I will say one of the favorite things about my life are the many friendships that I have. Most of my friends will tell you I have never met a stranger. I take after my dad. Which is why we are probably both in sales. I have close friendships from many different phases in my life-high school, college, current job, previous job, tennis, and team in training. It is sometimes a lot to keep up with, but that is another post for another day.
My high school girl friends (aka 90210) are the ones I have known the longest (obviously) and have seen me go through many changes in my life. I literally talk to several of them on an almost daily basis (the beauty of outside sales and stay-at-home moms). They have been there for me through the best, worst, hardest and happiest times of my life. But, I am a different place in my life than they are-I will admit some love to live vicariously through me-I am single, work full time, travel, and well, run…a lot.

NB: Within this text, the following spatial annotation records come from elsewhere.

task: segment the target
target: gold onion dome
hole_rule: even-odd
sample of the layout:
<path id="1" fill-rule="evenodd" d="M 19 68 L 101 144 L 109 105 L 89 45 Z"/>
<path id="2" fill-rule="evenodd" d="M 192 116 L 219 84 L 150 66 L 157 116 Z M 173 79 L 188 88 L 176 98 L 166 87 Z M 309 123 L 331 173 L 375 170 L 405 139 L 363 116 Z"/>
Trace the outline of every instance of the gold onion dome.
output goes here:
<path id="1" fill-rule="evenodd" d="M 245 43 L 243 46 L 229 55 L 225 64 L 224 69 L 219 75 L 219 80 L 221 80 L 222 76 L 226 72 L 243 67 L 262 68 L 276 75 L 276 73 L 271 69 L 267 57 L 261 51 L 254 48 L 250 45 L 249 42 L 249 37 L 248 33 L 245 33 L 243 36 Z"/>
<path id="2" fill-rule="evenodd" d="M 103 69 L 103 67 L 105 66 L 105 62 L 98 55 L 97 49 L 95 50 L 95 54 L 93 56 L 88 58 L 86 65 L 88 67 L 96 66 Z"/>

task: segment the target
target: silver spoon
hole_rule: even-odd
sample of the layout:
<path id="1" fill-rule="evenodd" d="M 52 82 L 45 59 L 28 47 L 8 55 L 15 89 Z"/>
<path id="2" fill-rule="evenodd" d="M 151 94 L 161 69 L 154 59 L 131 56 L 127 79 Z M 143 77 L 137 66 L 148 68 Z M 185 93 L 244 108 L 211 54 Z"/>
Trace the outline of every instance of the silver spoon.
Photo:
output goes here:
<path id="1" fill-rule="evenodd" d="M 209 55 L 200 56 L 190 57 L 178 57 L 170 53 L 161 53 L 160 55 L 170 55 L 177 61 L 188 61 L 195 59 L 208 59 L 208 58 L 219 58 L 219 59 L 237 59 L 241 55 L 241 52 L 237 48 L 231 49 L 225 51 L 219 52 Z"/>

This weekend is one of the girls bachelorette party and I cannot wait. I cherish the time we all get to spend together because it is so little these days-we are all spread out in the South and again, several of them have families. I know we will have a blast. But one thing keeps weighing on my mind, and I know most of you can relate. I have a scheduled run. Luckily it’s only 8 miles, but it still needs to be done. And I don’t want to even have to do it….
I am the runner of the group. My “running” friends are my “running” friends. The two don’t exactly cross over. None of my high school friends race marathons and 1/2 marathons for shits and giggles. And for that reason, I am afraid of judgement. I know they probably get sick of hearing about my races and training runs but this is what is important to me.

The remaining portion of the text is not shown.